Le disque est saisissant de liberté et d'audace, à l'image de sa pochette d'un bel érotisme (mais à qui appartient ce ventre merveilleux ?). Palmer y parle longuement avec le public, blague, explique la genèse des chansons qu'elle propose. Elle partage l'affiche avec divers musiciens et cabotine comme un maître de cérémonie sans sa laisse. Par delà ces interludes qu'on pourra trouver aussi sympathiques qu'agaçants à la longue, les chansons sont remarquables et tout le talent de la compositrice lui permet de varier, sans qu'on s'en rende compte, les genres et les registres. Palmer paraît s'amuser comme une folle en proposant un hymne pour la Nouvelle-Zélande composé en 20 minutes ("New Zealand"). Elle affiche sa complicité avec son guitariste lors d'un sketch à deux voix sur "Bad Wine and Lemon" avant de retrouver toute sa gravité et sa capacité à émouvoir sur le splendide "On An Unknown Beach".

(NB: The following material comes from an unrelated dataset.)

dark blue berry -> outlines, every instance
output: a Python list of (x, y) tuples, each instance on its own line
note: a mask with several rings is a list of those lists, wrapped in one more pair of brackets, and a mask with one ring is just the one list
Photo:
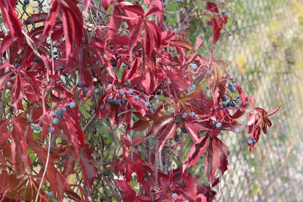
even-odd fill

Ce qui frappe ici, c'est l'aisance scénique de Palmer, complètement libérée du dispositif des Dolls et qui s'impose de fait comme une amuseuse sans équivalent. Elle déclenche le rire et les larmes sur l'excellent "Australia" mélange de PJ Harvey domestique et de Groucho Marx, tout en ne cédant rien sur la musicalité de son piano magique. Palmer évoque la féminité, le sexe, sa vie quotidienne, ses ambitions de poète, le tout sur un ton badin et romantique.
Amanda Palmer Goes Down Under est l'une des excellentes surprises de ce début d'année, un album live vraiment précieux et qui ravira vos copains bobo comme les amateurs de pop les plus exigeants.